Whistleblowers at the Veterans Affairs Department have received a disciplinary action within the first year of making a disclosure 10 times more often compared to their colleagues in the rest of the agency.
Of roughly 130 VA whistleblowers the Government Accountability Office reviewed in a recent study, 2 percent of them had received an adverse action from their supervisors before filing a disclosure. During the year of their disclosures, 10 percent of those whistleblowers received an adverse action, while 8 percent received a reprimand or other minor form of punishment in the year following their disclosures. Of the remaining VA workforce, 1 percent had received some sort of adverse action, GAO said.
GAO’s findings come days after the House Veterans Affairs Committee expressed some concern with reports of whistleblower retaliation, which members heard amid preparations for a hearing on VA’s implementation of the Accountability and Whistleblower Protection Act.
Though GAO acknowledged the data was only an indication that whistleblower retaliation could be happening, the agency reported higher attrition rates for VA whistleblowers compared to the rest of the department’s workforce.
Six VA whistleblowers also spoke with GAO and described instances where their managers had retaliated against them after making a disclosure. The whistleblowers claimed they had been reassigned to other duty locations or had been denied access to equipment.
GAO began its study of disciplinary actions and misconduct at the agency in 2015, before Congress passed the accountability act in 2017. But GAO had plenty of criticism for the VA’s new Office of Accountability and Whistleblower Protection (OAWP) , which the agency stood up to comply with the recent law and previous executive order.
New policies and procedures at that new office have a created a less-than ideal environment for whistleblowers, GAO said.
“OAWP has a practice of allowing VA employees who are subjects of the allegations brought forward by whistleblowers to review or participate in investigations, or both, which could make the whistleblower feel uncomfortable or intimidated,” GAO said.
In addition, new VA policy allows the agency’s program offices or facilities where a whistleblower filed a complaint to conduct many of the investigations, but GAO said this procedure may cause conflicts of interest.
Whistleblowers also told GAO many VA employees were confused by the process for filing a disclosure with the department or with the Office of Special Counsel, GAO said. The American Federation of Government Employees (AFGE) reiterated this same point in a congressional hearing earlier this week.
GAO also found problems and conflicts of interest with VA’s investigations of misconduct of senior officials.
When an inspector general receives allegations of employee misconduct, the IG can choose to take no action, open an investigation or refer the case to VA facility or program offices.
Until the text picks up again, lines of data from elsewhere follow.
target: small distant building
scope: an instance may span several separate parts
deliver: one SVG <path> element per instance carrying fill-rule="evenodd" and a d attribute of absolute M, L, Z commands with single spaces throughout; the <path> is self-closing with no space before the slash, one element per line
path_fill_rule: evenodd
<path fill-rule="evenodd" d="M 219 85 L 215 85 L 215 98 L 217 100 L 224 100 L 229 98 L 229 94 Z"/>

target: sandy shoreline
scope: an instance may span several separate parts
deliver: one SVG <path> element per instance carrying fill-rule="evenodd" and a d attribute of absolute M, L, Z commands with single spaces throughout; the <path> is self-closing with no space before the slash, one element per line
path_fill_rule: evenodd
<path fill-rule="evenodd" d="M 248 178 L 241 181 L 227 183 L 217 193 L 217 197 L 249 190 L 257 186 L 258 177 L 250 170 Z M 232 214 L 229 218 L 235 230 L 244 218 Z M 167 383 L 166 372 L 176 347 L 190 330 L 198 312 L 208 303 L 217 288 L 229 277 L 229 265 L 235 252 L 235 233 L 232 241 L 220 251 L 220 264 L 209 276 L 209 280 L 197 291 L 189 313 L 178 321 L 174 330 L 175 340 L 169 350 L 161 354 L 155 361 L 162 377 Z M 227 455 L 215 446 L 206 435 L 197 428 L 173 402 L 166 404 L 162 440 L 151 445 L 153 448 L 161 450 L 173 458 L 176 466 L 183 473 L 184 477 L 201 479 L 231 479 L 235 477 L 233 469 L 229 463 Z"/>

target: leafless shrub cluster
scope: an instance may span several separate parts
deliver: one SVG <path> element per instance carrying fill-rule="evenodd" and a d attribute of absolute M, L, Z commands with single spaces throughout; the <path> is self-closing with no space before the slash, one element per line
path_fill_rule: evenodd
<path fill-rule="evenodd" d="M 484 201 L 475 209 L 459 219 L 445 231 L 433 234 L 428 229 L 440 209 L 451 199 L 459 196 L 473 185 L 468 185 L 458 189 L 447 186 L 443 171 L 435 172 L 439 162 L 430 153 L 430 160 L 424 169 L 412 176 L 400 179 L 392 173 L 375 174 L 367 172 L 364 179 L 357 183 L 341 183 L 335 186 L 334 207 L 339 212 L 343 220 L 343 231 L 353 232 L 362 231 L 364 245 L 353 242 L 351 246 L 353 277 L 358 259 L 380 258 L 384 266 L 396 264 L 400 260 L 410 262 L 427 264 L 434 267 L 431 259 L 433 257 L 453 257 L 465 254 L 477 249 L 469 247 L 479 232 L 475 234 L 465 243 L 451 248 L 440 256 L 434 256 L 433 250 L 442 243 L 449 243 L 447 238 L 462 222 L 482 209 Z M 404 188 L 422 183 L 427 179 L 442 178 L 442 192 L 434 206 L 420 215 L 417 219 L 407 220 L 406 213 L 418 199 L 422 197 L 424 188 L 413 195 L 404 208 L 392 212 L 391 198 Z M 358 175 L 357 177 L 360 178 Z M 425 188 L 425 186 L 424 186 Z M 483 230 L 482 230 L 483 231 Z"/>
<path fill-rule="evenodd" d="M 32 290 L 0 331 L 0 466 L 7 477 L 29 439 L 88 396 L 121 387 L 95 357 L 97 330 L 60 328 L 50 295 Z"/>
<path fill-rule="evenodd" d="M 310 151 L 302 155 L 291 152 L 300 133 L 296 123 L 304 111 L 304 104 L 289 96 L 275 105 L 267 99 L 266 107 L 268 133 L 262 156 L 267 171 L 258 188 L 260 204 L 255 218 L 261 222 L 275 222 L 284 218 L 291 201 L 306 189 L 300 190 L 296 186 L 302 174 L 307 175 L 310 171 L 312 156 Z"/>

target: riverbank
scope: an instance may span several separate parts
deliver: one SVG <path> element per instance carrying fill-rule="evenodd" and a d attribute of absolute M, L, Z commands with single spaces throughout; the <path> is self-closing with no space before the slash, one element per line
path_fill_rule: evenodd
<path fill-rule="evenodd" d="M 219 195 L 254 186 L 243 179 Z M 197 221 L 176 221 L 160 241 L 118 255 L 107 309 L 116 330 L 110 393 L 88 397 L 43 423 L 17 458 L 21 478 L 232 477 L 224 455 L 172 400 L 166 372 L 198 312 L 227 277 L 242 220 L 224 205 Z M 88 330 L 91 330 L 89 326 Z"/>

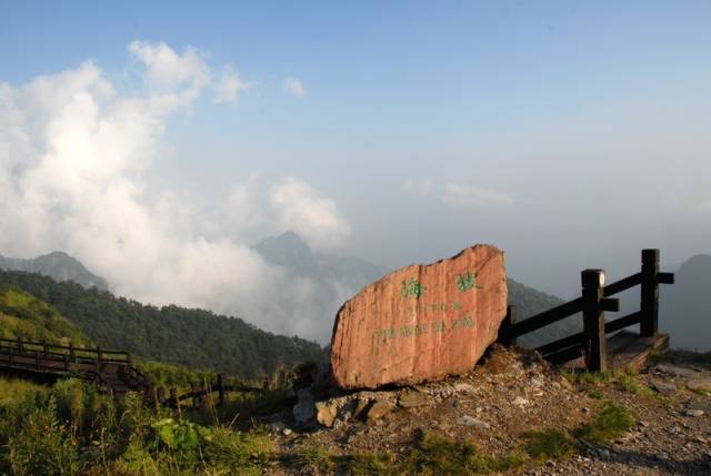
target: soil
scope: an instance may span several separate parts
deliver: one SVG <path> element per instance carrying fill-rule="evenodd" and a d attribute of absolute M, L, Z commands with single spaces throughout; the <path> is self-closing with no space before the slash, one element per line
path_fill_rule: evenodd
<path fill-rule="evenodd" d="M 699 384 L 711 382 L 711 366 L 708 358 L 697 357 L 669 353 L 630 377 L 639 384 L 630 388 L 624 376 L 565 378 L 533 352 L 498 347 L 465 375 L 409 388 L 339 394 L 326 402 L 341 405 L 332 427 L 298 429 L 282 415 L 274 435 L 283 453 L 306 444 L 334 454 L 397 455 L 407 452 L 418 434 L 429 432 L 504 457 L 521 453 L 525 433 L 579 427 L 611 401 L 633 414 L 629 433 L 609 445 L 584 444 L 564 459 L 530 460 L 505 474 L 711 475 L 711 388 Z M 398 406 L 399 401 L 408 407 Z M 392 409 L 370 421 L 367 409 L 353 416 L 367 402 Z M 283 469 L 303 474 L 293 472 Z"/>

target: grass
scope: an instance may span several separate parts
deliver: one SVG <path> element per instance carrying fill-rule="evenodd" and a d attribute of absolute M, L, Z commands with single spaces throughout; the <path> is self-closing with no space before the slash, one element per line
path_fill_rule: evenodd
<path fill-rule="evenodd" d="M 583 442 L 607 445 L 629 432 L 632 425 L 634 417 L 630 411 L 612 402 L 605 402 L 592 422 L 573 429 L 572 434 Z"/>
<path fill-rule="evenodd" d="M 604 401 L 598 385 L 615 382 L 629 392 L 644 393 L 632 375 L 575 378 L 587 382 L 587 392 L 598 392 L 602 408 L 597 416 L 575 428 L 525 433 L 517 447 L 500 455 L 483 452 L 472 440 L 431 432 L 419 432 L 393 454 L 334 453 L 308 443 L 280 453 L 266 429 L 241 432 L 226 425 L 230 412 L 243 417 L 249 411 L 283 406 L 288 395 L 279 388 L 238 395 L 221 409 L 186 411 L 179 417 L 170 409 L 147 407 L 136 395 L 114 402 L 76 379 L 53 386 L 0 379 L 0 474 L 257 475 L 278 468 L 357 476 L 501 473 L 565 459 L 584 452 L 589 443 L 607 445 L 630 429 L 633 416 Z"/>
<path fill-rule="evenodd" d="M 535 459 L 562 459 L 575 453 L 575 442 L 561 429 L 529 432 L 523 435 L 523 448 Z"/>
<path fill-rule="evenodd" d="M 618 374 L 617 382 L 622 389 L 642 397 L 657 397 L 659 394 L 630 373 Z"/>
<path fill-rule="evenodd" d="M 452 440 L 431 433 L 422 433 L 404 455 L 402 467 L 407 474 L 475 475 L 504 472 L 518 467 L 524 458 L 518 454 L 490 456 L 470 442 Z"/>

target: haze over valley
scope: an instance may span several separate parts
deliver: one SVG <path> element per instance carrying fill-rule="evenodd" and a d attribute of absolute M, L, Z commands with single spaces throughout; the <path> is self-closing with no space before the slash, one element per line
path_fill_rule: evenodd
<path fill-rule="evenodd" d="M 663 326 L 703 347 L 708 4 L 87 8 L 0 10 L 2 267 L 62 252 L 60 280 L 326 343 L 360 287 L 474 243 L 562 300 L 659 247 Z"/>

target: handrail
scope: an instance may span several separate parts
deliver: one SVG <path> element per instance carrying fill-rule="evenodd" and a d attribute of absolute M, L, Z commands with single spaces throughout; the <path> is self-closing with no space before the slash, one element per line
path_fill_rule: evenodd
<path fill-rule="evenodd" d="M 630 287 L 634 287 L 638 284 L 642 284 L 642 273 L 634 273 L 631 276 L 627 276 L 621 278 L 620 281 L 615 281 L 614 283 L 608 284 L 603 287 L 603 293 L 605 297 L 612 296 L 614 294 L 621 293 L 622 291 L 627 291 Z"/>
<path fill-rule="evenodd" d="M 529 332 L 538 331 L 541 327 L 562 321 L 582 311 L 582 297 L 569 301 L 564 304 L 543 311 L 540 314 L 517 322 L 511 325 L 508 337 L 515 338 Z"/>
<path fill-rule="evenodd" d="M 673 273 L 659 271 L 659 250 L 642 250 L 642 266 L 631 274 L 607 286 L 602 270 L 584 270 L 581 273 L 582 296 L 560 304 L 523 321 L 515 321 L 515 308 L 509 306 L 499 331 L 499 342 L 515 345 L 517 337 L 553 324 L 575 313 L 582 313 L 583 331 L 537 348 L 545 358 L 554 362 L 585 356 L 585 367 L 603 371 L 607 366 L 605 334 L 640 325 L 640 336 L 651 337 L 658 333 L 659 284 L 673 284 Z M 619 311 L 619 300 L 610 296 L 640 285 L 640 311 L 605 322 L 604 312 Z"/>
<path fill-rule="evenodd" d="M 16 344 L 14 348 L 24 348 L 28 346 L 36 346 L 36 347 L 42 347 L 42 350 L 44 348 L 59 348 L 61 351 L 70 351 L 70 352 L 83 352 L 83 353 L 89 353 L 89 354 L 96 354 L 99 355 L 101 354 L 107 355 L 124 355 L 124 356 L 129 356 L 130 353 L 126 352 L 126 351 L 119 351 L 119 350 L 112 350 L 112 348 L 103 348 L 100 346 L 97 347 L 76 347 L 73 345 L 59 345 L 59 344 L 51 344 L 49 342 L 36 342 L 36 341 L 26 341 L 23 338 L 0 338 L 0 348 L 6 347 L 8 348 L 8 345 L 3 345 L 2 343 L 11 343 L 11 344 Z"/>

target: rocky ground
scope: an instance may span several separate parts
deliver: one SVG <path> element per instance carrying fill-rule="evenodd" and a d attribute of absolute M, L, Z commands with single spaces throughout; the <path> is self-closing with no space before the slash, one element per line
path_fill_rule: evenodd
<path fill-rule="evenodd" d="M 711 474 L 708 356 L 668 353 L 639 375 L 575 375 L 551 368 L 534 353 L 497 348 L 469 374 L 443 382 L 336 395 L 317 385 L 299 397 L 292 415 L 266 423 L 282 454 L 310 448 L 312 458 L 274 467 L 277 474 L 356 473 L 319 464 L 313 455 L 377 455 L 394 467 L 412 457 L 423 434 L 473 444 L 494 462 L 487 468 L 499 474 Z M 629 411 L 629 427 L 610 440 L 581 436 L 580 428 L 599 419 L 610 403 Z M 532 432 L 552 431 L 562 432 L 569 446 L 542 454 L 531 449 Z"/>

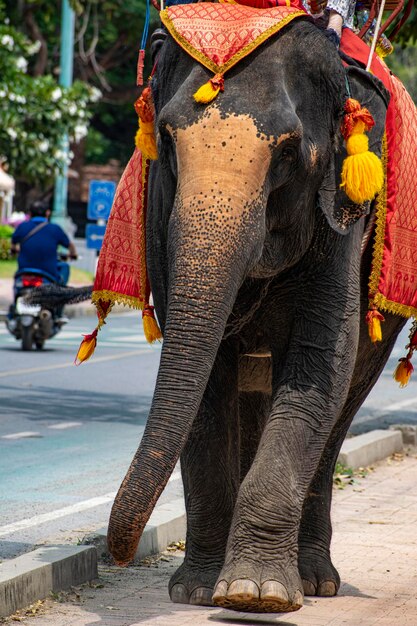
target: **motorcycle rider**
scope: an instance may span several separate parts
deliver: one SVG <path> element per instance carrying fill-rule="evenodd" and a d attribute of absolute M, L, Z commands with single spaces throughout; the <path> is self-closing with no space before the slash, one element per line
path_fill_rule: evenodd
<path fill-rule="evenodd" d="M 68 248 L 69 257 L 76 259 L 75 245 L 60 226 L 49 222 L 51 210 L 46 202 L 34 202 L 29 216 L 30 219 L 20 224 L 12 236 L 11 252 L 18 254 L 19 271 L 41 270 L 60 285 L 66 285 L 69 265 L 58 260 L 58 246 Z"/>
<path fill-rule="evenodd" d="M 17 254 L 18 272 L 21 270 L 44 273 L 59 285 L 66 285 L 69 279 L 69 264 L 58 258 L 58 246 L 68 249 L 70 259 L 77 258 L 75 245 L 58 224 L 51 224 L 51 210 L 46 202 L 34 202 L 29 208 L 30 219 L 20 224 L 12 236 L 10 250 Z M 17 295 L 17 294 L 15 294 Z M 11 312 L 14 305 L 11 306 Z M 63 306 L 53 311 L 56 322 L 65 324 L 68 319 L 62 315 Z"/>

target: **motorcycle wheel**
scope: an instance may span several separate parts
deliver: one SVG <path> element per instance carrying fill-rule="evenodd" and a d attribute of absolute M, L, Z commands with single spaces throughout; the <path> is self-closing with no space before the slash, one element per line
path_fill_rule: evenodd
<path fill-rule="evenodd" d="M 33 346 L 33 330 L 31 326 L 23 326 L 22 328 L 22 350 L 28 352 Z"/>

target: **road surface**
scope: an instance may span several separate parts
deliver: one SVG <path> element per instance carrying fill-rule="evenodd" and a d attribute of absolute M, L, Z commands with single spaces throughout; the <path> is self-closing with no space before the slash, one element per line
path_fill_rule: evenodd
<path fill-rule="evenodd" d="M 0 326 L 0 558 L 102 528 L 143 433 L 160 357 L 140 315 L 111 315 L 94 357 L 73 360 L 93 317 L 75 318 L 42 353 L 22 352 Z M 392 379 L 405 331 L 353 432 L 417 423 L 417 373 Z M 374 349 L 370 345 L 370 349 Z M 181 497 L 175 470 L 160 502 Z"/>

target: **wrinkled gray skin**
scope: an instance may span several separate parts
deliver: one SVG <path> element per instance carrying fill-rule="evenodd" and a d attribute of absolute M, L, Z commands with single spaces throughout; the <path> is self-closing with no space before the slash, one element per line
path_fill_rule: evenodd
<path fill-rule="evenodd" d="M 181 454 L 187 547 L 172 600 L 293 611 L 303 593 L 339 588 L 332 472 L 403 321 L 387 315 L 370 343 L 369 207 L 339 190 L 346 82 L 333 46 L 297 21 L 196 104 L 209 76 L 163 46 L 147 249 L 164 343 L 109 546 L 119 563 L 133 557 Z M 380 154 L 384 88 L 357 69 L 349 84 Z"/>

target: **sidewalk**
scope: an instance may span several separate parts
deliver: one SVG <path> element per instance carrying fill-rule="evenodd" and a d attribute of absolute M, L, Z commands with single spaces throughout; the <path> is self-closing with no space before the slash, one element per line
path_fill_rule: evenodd
<path fill-rule="evenodd" d="M 416 486 L 414 449 L 335 490 L 333 561 L 342 586 L 335 598 L 306 598 L 297 613 L 255 615 L 172 604 L 167 585 L 182 559 L 177 551 L 148 566 L 101 566 L 96 584 L 34 606 L 38 614 L 25 621 L 32 626 L 416 626 Z"/>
In the latter situation, the IG will recommend that those investigations before the program offices include six different elements. GAO reviewed 23 cases of senior official misconduct between 2011 and 2014 and found many examples of elements lacking from those investigations.
In three of those cases, an executive at a higher level or grade than the implicated senior leader didn’t conduct the investigation, as recommended by the IG.
“In one case involving alleged time-and-attendance abuse by a physician, the medical center director, who was also named in the allegation as having received a similar complaint against the physician two years earlier, reviewed the allegations made against the physician and himself,” GAO wrote. “The documentation provided showed that the medical center director conducted the investigation of allegations and found the allegations were not substantiated and no corrective actions were implemented.”
GAO also cited other mistakes, such as missing supporting evidence and documents and missed deadlines. Some investigatory files named points of contact, but the individuals mentioned were also often accused in the allegations.
Once the investigations were complete and misconduct was substantiated, the proposed disciplinary or adverse action wasn’t always taken, GAO said. VA officials were often given a lesser penalty than what was originally proposed.
Many senior officials who have been previously disciplined remain in management positions, GAO said.
Missing, unreliable or overlapping employee misconduct and disciplinary data underlies most of GAO’s work on this topic.
VA has used or continues to use as many as 12 different IT systems to track employee misconduct and disciplinary actions. Each of these systems has different aspects of misconduct data, but none include all information, GAO says. No two VA systems are interoperable, and none give senior agency leaders easy access to data.
GAO said it took its own staff two months to obtain usable misconduct information, “suggesting that there was not already a process in place to provide this information to senior officials on a routine basis.”
Some of VA’s systems lacked all of the necessary information and filed to track an employee’s disciplinary action from the time of the proposed penalty to the final action. Roughly 35 percent of VA disciplinary files, for example, lacked a written acknowledgement from the employee that he or she had received a decision letter,
Again, GAO’s study details data and circumstances that date back, in some cases, to 2009. VA has been making upgrades to its human resources tracking system, HR SMART, in recent months.